1. The most common problem I get ever week is the simplest to fix. Bad gas. Believe it or not it can ruin every thing. On carb motors the gas tank has to be drained the fuel switch removed cleaned the lines cleaned and the carb removed cleaned and some times rebuilt. all from bad gas. Fuel injection is worse most of the time it clogs the in tank filter and ruins the fuel pump itself. At my store we rebuild the fuel pump although Polaris will make you replace the whole thing which is 500$ vs us rebuilding it for half that. To remedy all these problems it is simple DO NOT leave fuel in the tank over 1 month with out using fuel stablizer or draining the whole fuel system. If you go the stablizer route use what it says per amount you have in tank and when you get ready to run the machine again be sure to add fresh fuel, seafoam or chemtool or something to refresh the gas in the tank. Gas starts going bad after about 3weeks the longer it sits it starts turning to a gummy varnish substance which will clog up a fuel pump filter or on carb machines gum up all the jets and fuel valve. Btw on carb machines there is a drain screw on the bowl of your carb shut your fuel valve off and drain the carb also or bad gas just sits there over time mucking things up.
2. Fouled plugs. Most folks do not know or are in a hurry with their atv fouling can occur as often as a few times a week. Making your unit run like crap. To solve this on fuel injected models turn the key wait till you hear the buzzing stop on your fuel pump then start it and let it run for a min or so before using it. What happens is since it has no manual choke, it dumps tons of fuel into the cylinder like a choke would to start it. Most folks start and take off not letting the auto choke time to reduce the fuel being pumped into the cylinder causing the excess gas to be pumped into the crank case, in the oil, causing the oil to thin and over fill which then gets in the cylinder while its running causing fouling to the plug. At that time the unit will chug around and you will have to have an oil change and a new plug both not just one or the other. Not to mention gas in the oil will start to deteriorate seals and gaskets in the motor. Carb motors the same way except the choke is driver controlled and should be warmed up and not be driven with the choke out.

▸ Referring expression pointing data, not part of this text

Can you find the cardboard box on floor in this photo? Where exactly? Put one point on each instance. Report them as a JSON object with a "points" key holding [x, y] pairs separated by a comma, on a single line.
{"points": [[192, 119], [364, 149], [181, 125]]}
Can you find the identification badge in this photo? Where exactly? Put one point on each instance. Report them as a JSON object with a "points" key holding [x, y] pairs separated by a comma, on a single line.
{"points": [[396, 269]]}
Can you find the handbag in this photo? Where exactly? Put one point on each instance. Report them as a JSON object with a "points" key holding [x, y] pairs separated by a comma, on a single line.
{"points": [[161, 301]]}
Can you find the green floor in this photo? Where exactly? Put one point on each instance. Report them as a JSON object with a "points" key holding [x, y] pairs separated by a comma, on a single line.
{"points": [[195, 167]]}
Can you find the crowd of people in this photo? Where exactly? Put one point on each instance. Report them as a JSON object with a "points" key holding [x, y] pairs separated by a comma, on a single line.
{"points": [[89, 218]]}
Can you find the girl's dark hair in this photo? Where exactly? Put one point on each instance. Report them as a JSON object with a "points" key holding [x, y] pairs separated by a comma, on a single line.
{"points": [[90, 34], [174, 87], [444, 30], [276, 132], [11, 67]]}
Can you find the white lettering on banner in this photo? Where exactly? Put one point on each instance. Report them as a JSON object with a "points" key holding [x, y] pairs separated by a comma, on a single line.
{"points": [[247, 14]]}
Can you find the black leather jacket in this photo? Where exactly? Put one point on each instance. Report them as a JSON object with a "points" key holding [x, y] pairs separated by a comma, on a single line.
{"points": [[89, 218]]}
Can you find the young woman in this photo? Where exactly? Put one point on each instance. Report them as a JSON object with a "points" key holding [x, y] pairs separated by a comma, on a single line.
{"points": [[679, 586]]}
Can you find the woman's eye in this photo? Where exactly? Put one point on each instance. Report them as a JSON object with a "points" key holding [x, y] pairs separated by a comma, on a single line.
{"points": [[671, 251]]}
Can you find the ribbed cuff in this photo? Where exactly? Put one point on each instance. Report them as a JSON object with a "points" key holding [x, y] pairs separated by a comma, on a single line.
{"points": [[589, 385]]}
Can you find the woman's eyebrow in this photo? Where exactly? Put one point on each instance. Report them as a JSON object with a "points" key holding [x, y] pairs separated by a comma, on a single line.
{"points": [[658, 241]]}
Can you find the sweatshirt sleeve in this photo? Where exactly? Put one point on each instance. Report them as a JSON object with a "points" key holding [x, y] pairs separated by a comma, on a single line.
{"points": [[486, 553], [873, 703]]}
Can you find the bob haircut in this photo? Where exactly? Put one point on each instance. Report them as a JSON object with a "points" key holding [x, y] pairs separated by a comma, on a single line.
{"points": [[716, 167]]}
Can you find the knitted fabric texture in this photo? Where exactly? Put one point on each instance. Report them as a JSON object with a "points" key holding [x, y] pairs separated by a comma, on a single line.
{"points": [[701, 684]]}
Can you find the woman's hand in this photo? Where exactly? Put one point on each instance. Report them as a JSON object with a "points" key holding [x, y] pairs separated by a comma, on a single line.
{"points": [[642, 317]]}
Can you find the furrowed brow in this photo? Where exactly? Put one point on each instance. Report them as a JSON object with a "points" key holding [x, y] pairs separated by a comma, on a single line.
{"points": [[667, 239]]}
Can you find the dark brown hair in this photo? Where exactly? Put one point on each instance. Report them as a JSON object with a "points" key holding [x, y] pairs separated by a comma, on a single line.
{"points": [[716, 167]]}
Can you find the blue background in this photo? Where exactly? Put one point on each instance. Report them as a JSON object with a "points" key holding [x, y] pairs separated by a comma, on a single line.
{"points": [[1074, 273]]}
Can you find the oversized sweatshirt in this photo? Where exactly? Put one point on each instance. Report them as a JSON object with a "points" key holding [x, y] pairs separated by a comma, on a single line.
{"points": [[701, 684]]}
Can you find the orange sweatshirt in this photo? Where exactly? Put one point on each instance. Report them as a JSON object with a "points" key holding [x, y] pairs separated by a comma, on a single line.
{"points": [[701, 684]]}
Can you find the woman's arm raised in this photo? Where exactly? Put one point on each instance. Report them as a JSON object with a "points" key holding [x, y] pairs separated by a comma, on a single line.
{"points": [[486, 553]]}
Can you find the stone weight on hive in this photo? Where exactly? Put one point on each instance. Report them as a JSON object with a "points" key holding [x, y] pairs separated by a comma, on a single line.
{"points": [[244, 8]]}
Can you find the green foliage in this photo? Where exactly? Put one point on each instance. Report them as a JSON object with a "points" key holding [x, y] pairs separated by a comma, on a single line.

3. Belt replacement, most of the belts I replace every week are glassed or burnt from the driver running the machine in High gear everytime they ride it. 25 or below should be low gear only and 25 and above high gear. I know its a pain to stop to put in high all the time but in the long run it will save you money on belts and running low speeds in high also will cause grooves on the inside of your clutch walls costing you big money to have replaced.
Well I hope you all find this info helpful and I am looking forward to seeing more posts on like subjects, and yes just those 3 problems alone keep me busy day after day so they are very very common problems with simple ways to prevent them.